Explaining Low Energy $\gamma$-ray Excess from the Galactic Centre using a Two Component Dark Matter Model

TL;DR

This paper proposes a two-component dark matter model with a complex scalar and Dirac fermion to explain the gamma-ray excess observed near the Galactic Centre, aligning with experimental bounds and astrophysical observations.

Contribution

It introduces a novel two-component dark matter framework stabilized by a U(1) gauge symmetry to account for the gamma-ray excess from the Galactic Centre.

Findings

The model explains the gamma-ray excess with dark matter particles of 30-40 GeV mass.

It satisfies constraints from LHC, PLANCK, and LUX experiments.

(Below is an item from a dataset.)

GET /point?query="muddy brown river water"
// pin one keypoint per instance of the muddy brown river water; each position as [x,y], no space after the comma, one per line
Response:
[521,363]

The effective annihilation cross section aligns with Fermi-LAT and DES limits.

Abstract

Over the past few years, there has been a hint of the $\gamma$-ray excess observed by the Fermi-LAT satellite borne telescope from the regions surrounding the Galactic Centre at an energy range $\sim 1$-$3$ GeV. The nature of this excess $\gamma$-ray spectrum is found to be consistent with the $\gamma$-ray emission expected from dark matter annihilation at the Galactic Centre while disfavouring other known astrophysical sources as the possible origin of this phenomena. It is also reported that the spectrum and morphology of this excess $\gamma$-rays can well be explained by the dark matter particles having mass in the range $30\sim 40$ GeV annihilating significantly into ${\rm b} \bar{\rm b}$ final state with an annihilation cross section $\sigma {\rm v}\sim (1.4$ - $2.0)\times 10^{-26}$ cm$^3/$s at the Galactic Centre. In this work, we propose a two component dark matter model where two different types of dark matter particles namely a complex scalar and a Dirac fermion are considered. The stability of both the dark sector particles are maintained by virtue of an additional local U$(1)_{\rm X}$ gauge symmetry. We find that our proposed scenario can provide a viable explanation for this anomalous excess $\gamma$-rays besides satisfying all the existing relevant theoretical as well as experimental and observational bounds from LHC, PLANCK and LUX collaborations. The allowed range of "effective annihilation cross section" of lighter dark matter particle for the ${\rm b} \bar{\rm b}$ annihilation channel thus obtained, is finally compared with the limits reported by the Fermi-LAT and DES collaborations using data from various dwarf spheroidal galaxies.